Further notes on weeks 7 and 8

Back to definitons

Anahit had found a nice definition for expert systems (here):

"The definition of an expert or knowledge-based system has evolved over the years. Rauch [1984] defines knowledge-based systems as:

A class of computer programs intended to serve as consultants for decision making. These programs use a collection of facts, rules of thumb, and other knowledge about a limited field to help make inferences in the field. The differ substantially from conventional computer programs in their goals may have no algorithmic solution, and they must make inferences based on incomplete or uncertain information. They are called expert systems because they address problems normally thought to require human specialists for solution, and knowledge-based because researchers have found that amassing a large amount of knowledge, rather than sophisticated reasoning techniques, is responsible for the success of the approach.

Expert systems are thus software systems that mimic the deductive or inductive reasoning of a human expert. This should not mean that the computer is processing information like the human expert nor is the silicon brain physically organized like the expert system. Expert knowledge in a particular domain not only includes published information and theories, but more importantly includes private knowledge that is not readily available in the literature. This private knowledge consists largely of rules of thumb that have come to be called heuristics. Representing and encoding such knowledge is the central task in knowledge engineering."

In the same cite, they have also discussed about artificial intelligence, knowledge engineering and other disciplines, which are related to expert systems.

Margins

We had discussion about different kind of margins. The common or regular margin is the maximal distance between hyperplanes, which divide the data points into classes. I.e. distance between two linear decision boundaries. Sometimes this is also called a hard margin.

The soft margin is a distance between hyperplanes, which do not separate all data points, but allow some data points to be in the wrong side (i.e. misclassified). The idea is to find a hyperplane that splits the examples as cleanly as possible, while still maximizing the distance to the nearest cleanly split examples. Why do we do this, when we could transform the data to so high space that we could learn a linear boundary? An obvious reason is that the resulting model could be seriously overfitted. It is also possible that we want to use a (simpler) kernel function, which can create only soft margins for the given data. Finally, it is possible that the data set is not consistent, but contains several data points, which share all the other attribute values but the class value. This last problem cannot be solved by transformation to any higher space, but one of the conflicting data points will always lie in the wrong side.
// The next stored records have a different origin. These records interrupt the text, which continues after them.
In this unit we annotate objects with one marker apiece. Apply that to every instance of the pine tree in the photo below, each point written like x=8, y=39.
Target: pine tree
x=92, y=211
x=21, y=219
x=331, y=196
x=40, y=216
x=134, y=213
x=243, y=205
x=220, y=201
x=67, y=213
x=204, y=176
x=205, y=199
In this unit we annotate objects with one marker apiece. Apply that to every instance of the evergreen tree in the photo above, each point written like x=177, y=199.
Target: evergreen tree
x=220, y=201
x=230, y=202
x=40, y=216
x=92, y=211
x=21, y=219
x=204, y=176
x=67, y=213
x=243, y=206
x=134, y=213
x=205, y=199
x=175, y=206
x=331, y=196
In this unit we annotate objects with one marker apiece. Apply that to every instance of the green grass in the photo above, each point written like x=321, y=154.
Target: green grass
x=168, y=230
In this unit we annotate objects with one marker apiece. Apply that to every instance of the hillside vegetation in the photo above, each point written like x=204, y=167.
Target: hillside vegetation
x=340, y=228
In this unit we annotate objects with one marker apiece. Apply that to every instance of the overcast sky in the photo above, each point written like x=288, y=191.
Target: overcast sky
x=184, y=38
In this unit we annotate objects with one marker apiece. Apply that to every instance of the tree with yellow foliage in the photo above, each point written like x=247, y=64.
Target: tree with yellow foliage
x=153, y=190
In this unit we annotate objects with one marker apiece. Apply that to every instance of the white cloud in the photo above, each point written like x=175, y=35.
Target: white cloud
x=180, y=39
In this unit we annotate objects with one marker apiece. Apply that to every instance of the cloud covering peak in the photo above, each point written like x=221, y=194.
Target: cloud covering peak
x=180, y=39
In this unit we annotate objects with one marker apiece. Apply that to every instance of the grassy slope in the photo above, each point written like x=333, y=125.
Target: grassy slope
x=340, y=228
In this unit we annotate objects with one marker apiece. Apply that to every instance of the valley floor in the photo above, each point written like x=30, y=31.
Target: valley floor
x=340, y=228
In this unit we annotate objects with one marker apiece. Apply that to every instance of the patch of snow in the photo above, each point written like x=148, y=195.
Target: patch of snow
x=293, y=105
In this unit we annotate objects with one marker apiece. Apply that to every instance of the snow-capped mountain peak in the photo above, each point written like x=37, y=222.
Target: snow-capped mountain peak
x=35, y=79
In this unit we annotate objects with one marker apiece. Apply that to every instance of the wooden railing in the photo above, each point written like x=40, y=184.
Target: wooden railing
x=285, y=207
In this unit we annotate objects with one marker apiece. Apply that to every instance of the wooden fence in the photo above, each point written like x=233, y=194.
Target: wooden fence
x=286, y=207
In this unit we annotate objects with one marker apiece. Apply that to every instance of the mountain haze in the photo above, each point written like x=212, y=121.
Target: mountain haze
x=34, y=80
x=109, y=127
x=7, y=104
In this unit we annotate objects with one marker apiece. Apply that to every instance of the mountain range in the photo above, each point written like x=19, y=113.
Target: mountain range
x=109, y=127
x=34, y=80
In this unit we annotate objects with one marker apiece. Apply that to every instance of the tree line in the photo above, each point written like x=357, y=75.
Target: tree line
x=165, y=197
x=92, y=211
Some easy-reading explanations can be found here and here.

Language notes: to learn or to know?

I have recognized that quite many of native Russian speakers use verb "know" instead of "learn". For example, somebody says "Last week I knew three topics", when quite obviously, s/he means "Last week I have learnt three new topics". Is it so that in Russian you use know-verb to express learning in some cases? (Learning is increasing your knowledge, getting to know something!) Maybe the same holds for other Slavic languages, as well? I am interested to hear the reasons behind this! Maybe we could invent good rules, when to use which verb.
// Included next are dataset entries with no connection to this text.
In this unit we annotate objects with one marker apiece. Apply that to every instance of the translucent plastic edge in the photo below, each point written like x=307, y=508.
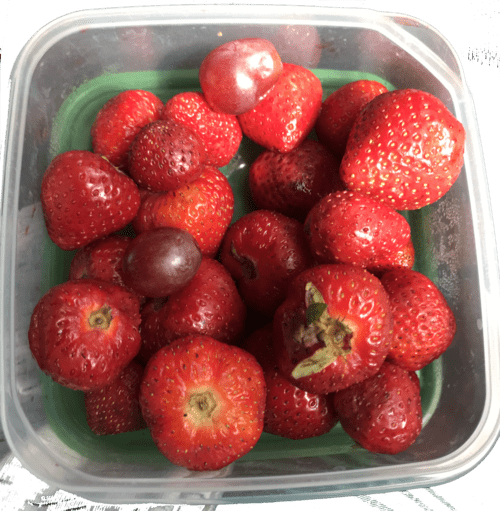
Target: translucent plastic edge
x=445, y=469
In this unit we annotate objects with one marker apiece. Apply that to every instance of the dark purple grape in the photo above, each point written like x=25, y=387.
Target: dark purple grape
x=161, y=261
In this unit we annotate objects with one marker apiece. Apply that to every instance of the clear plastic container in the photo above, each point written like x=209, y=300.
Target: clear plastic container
x=60, y=79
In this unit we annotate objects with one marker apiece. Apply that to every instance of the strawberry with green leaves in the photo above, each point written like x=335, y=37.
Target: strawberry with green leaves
x=204, y=402
x=405, y=149
x=334, y=329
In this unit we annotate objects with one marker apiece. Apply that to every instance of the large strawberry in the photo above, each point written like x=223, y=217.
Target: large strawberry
x=339, y=111
x=165, y=155
x=84, y=332
x=290, y=412
x=85, y=198
x=115, y=408
x=405, y=149
x=204, y=402
x=204, y=208
x=119, y=121
x=209, y=305
x=424, y=324
x=352, y=228
x=382, y=413
x=220, y=133
x=264, y=251
x=293, y=182
x=334, y=328
x=287, y=114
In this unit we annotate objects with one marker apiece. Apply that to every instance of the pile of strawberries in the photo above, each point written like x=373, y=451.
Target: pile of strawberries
x=301, y=314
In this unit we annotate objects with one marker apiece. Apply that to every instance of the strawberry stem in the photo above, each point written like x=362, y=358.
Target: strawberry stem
x=331, y=333
x=101, y=318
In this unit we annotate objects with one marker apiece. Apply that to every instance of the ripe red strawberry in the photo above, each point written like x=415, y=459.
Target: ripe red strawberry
x=83, y=333
x=424, y=324
x=204, y=402
x=292, y=183
x=339, y=111
x=115, y=408
x=405, y=149
x=85, y=198
x=287, y=114
x=165, y=155
x=352, y=228
x=403, y=258
x=119, y=121
x=208, y=305
x=290, y=412
x=383, y=413
x=204, y=208
x=102, y=260
x=220, y=133
x=334, y=328
x=264, y=251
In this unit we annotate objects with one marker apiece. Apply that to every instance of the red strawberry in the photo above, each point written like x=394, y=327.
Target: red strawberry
x=102, y=260
x=115, y=408
x=339, y=111
x=208, y=305
x=405, y=149
x=383, y=413
x=424, y=324
x=119, y=121
x=165, y=155
x=403, y=258
x=352, y=228
x=293, y=182
x=220, y=133
x=290, y=412
x=85, y=198
x=83, y=333
x=204, y=402
x=264, y=251
x=334, y=328
x=204, y=208
x=287, y=114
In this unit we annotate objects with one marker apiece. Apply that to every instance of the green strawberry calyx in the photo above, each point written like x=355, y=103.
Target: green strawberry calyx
x=321, y=328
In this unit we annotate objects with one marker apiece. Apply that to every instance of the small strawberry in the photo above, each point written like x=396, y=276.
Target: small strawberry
x=290, y=412
x=339, y=111
x=85, y=198
x=383, y=413
x=165, y=155
x=83, y=333
x=115, y=408
x=264, y=251
x=292, y=183
x=403, y=258
x=352, y=228
x=220, y=133
x=334, y=328
x=424, y=324
x=287, y=114
x=119, y=121
x=204, y=402
x=208, y=305
x=204, y=208
x=405, y=149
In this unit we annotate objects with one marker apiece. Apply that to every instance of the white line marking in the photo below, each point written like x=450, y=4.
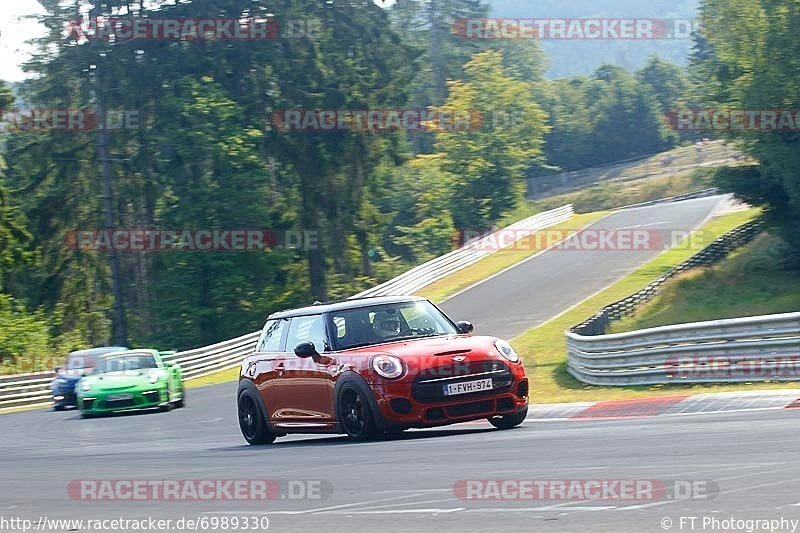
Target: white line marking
x=400, y=511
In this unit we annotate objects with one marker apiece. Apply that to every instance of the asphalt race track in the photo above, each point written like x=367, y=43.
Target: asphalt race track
x=746, y=461
x=533, y=291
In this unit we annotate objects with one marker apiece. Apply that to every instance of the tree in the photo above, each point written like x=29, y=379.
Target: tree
x=667, y=81
x=489, y=162
x=753, y=66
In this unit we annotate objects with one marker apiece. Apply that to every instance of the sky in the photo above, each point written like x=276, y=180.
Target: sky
x=13, y=34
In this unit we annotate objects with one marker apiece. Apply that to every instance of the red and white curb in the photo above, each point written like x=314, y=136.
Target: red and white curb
x=679, y=404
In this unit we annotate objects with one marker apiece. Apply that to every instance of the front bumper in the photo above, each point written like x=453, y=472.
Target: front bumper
x=416, y=405
x=106, y=402
x=65, y=398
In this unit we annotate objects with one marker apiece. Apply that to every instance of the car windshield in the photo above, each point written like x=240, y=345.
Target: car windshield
x=377, y=324
x=120, y=363
x=76, y=361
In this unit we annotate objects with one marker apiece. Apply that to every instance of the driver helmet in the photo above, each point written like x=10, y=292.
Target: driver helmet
x=386, y=323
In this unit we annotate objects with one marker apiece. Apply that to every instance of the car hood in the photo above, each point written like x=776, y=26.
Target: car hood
x=444, y=346
x=118, y=380
x=70, y=375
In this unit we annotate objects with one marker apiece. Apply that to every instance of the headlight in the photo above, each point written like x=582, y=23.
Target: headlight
x=506, y=350
x=387, y=366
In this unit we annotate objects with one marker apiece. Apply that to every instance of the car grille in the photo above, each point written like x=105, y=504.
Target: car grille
x=429, y=385
x=116, y=404
x=469, y=409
Another important distinction is between two types of knowledge, data and information: data is raw knowledge (if we can call it knowledge at all), just strings of bits, which contains hidden knowledge, but nobody has interpreted it. When the data is interpreted, the information is extracted from it. I.e. information is knowledge, which people can understand and use, while machines just process data (without understanding). This is also the explanation behind concept "data mining": we have a rock of data, which we mine (like gold miners) to find valuable, new pieces of information.